SEC rejects appeal of decision shielding FINRA oversight from public

The SEC is concealing any problems it may have uncovered and addressed at FINRA in recent years from the public, financial advisors, wealth managers and their clients.

The Wall Street regulator, which supervises registered investment advisors and U.S. capital markets, serves as the only overseer of FINRA, which regulates brokers. The Government Accountability Office, a watchdog agency that reports to Congress, found in an audit last year that the SEC's frequent examinations and inspections of FINRA showed a need for clearer metrics, accountability and communication among the two regulators. But the report left out "confidential supervisory information" on the details of any conclusions or actions taken by the SEC as part of 69 different exams it conducted of FINRA between 2018 and 2020. 

It's the first time that the SEC has restricted any part of the watchdog agency's triennial reports about its supervision of FINRA as "controlled unclassified information" that is too sensitive to be released publicly. After taking six months to reject Financial Planning's initial Freedom of Information Act request for the details, the SEC tossed out FP's appeal in less than one. The denial omits any clues about what, if anything, the SEC ordered FINRA to change about its operations in order to better protect investors and enable market integrity. While FINRA has reformed in meaningful ways, its critics say it could perform much better on its core missions.

Describing FINRA as a "financial institution" for the purposes of the SEC's exemptions from the Act, Assistant General Counsel for Litigation and Administrative Practice Melinda Hardy said in an Aug. 22 letter to FP that the law doesn't apply to any "examination, operating or condition reports" used by an agency that regulates financial institutions. 

A "broad interpretation" stemming from several court cases on exemptions from scrutiny helps "protect the security of financial institutions by withholding from the public materials containing frank evaluations of these entities, and to promote cooperation and communication between regulated entities and their examiners," Hardy wrote. The disclosure of the SEC's findings in its exams, she added "could compromise the Commission's oversight of regulated entities, including FINRA."

Hardy said she determined that partial sharing of the records also wouldn't be consistent with the purposes of exemption. FP can seek judicial review of the agency's decisions by filing a lawsuit against the agency in federal court.

Representatives for the SEC didn't respond to requests for further information about its oversight of FINRA or its reasons for not sharing the results of exams publicly. 

GAO officials also rejected FP's requests for the records, citing the SEC's determination that the information is too sensitive to be public. A half dozen members of Congress on committees that oversee the SEC didn't respond to inquiries asking to obtain the records.

The Financial Industry Regulatory Authority is not a government agency per se and is technically a self-regulatory organization that's overseen by the SEC, a status that does not appear to fit with Hardy's classification. It is not a financial institution, according to widely accepted definitions, or its own.

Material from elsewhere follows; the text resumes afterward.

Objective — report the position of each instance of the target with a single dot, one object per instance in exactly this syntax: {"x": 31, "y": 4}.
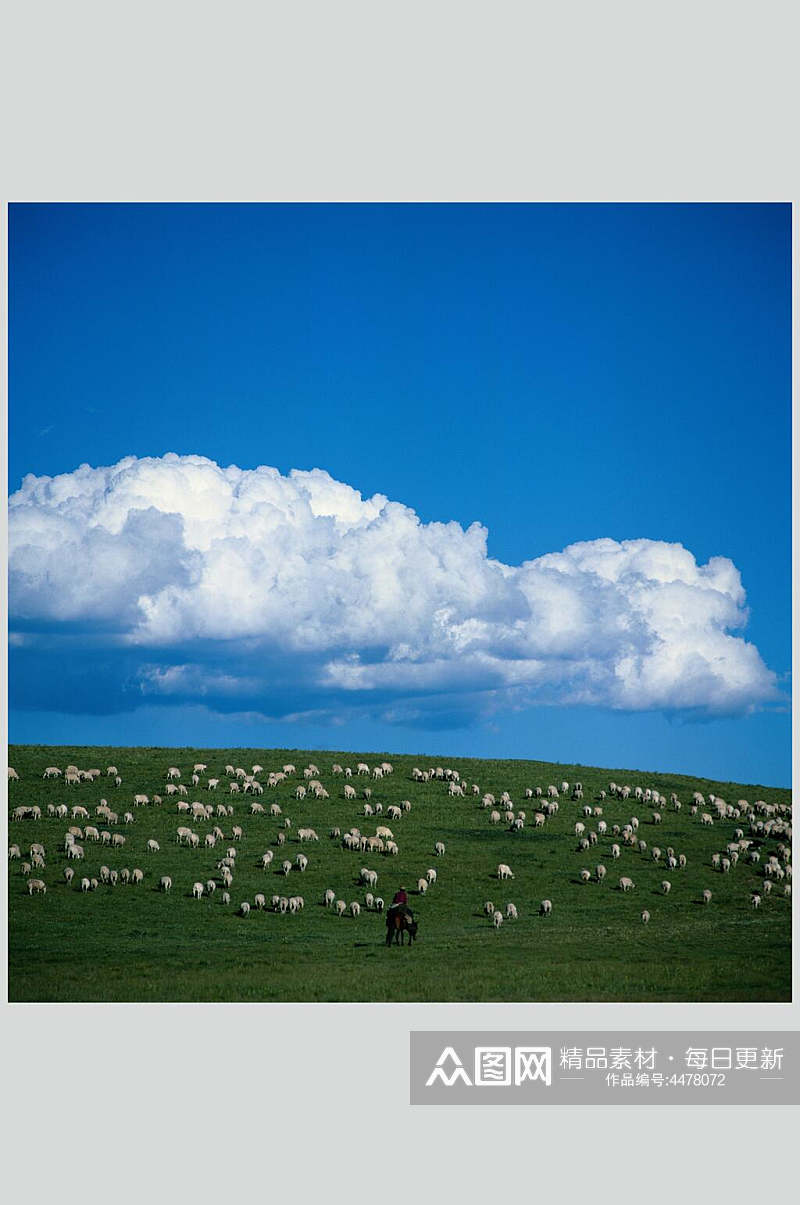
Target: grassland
{"x": 135, "y": 944}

On its website, FINRA calls itself "a government-authorized not-for-profit organization."

According to the Code of Federal Regulations, a list of general and permanent regulations published by the executive departments and agencies of the federal government, a financial institution means "any U.S. entity that is engaged in the business of accepting deposits, making, granting, transferring, holding, or brokering loans or credits, or purchasing or selling foreign exchange, securities, commodity futures or options, or procuring purchasers and sellers thereof, as principal or agent."

Regardless, the SEC has closed access to its FINRA exam findings. The GAO's audit of the SEC is one of 32 in the last fiscal year designated as "restricted" based on executive agency determinations that they had "classified information or controlled unclassified information." While the watchdog of the federal government completed its full report in July 2021, five months before it released a public version, the former is available only to Congress. Besides covering predictable classified topics such as military ships, aircraft and weapons, other restricted reports include ones on IRS operations, digital currencies and information technology.

In 2010, the Dodd-Frank Law sought to restore faith in the financial system during the Great Recession and after the revelations of the Bernie Madoff scam, in part through a provision ordering the GAO to probe the SEC's oversight of FINRA every three years. While it's unclear what findings or initiatives are missing from the public version of the GAO's report, the deletion should concern advisors and the public because it allows the regulators to avoid any potential accountability, said fraud and regulatory expert Douglas Schulz of Invest Securities Consulting.

"Every scam, every fraud perpetrated on the American investor has been done right under the nose of FINRA and the SEC," Schulz said. "It may be that it's not so much that we might see what the SEC found is wrong with FINRA. We might see that they hardly did anything."

In June, the GAO issued an incremental report noting that the SEC is working to implement the watchdog's three recommendations stemming from its earlier review of the SEC's FINRA oversight. The SEC "generally agreed" with the watchdog's proposals calling for more reliable performance measures of performance, better tracking of deficiencies and corrective actions and new procedures to explain the significance of its FINRA exam findings. In its report last year, the GAO took the SEC to task for what it called a lack of "outcome-oriented" data and "useful information for decision-making" from its reviews of FINRA.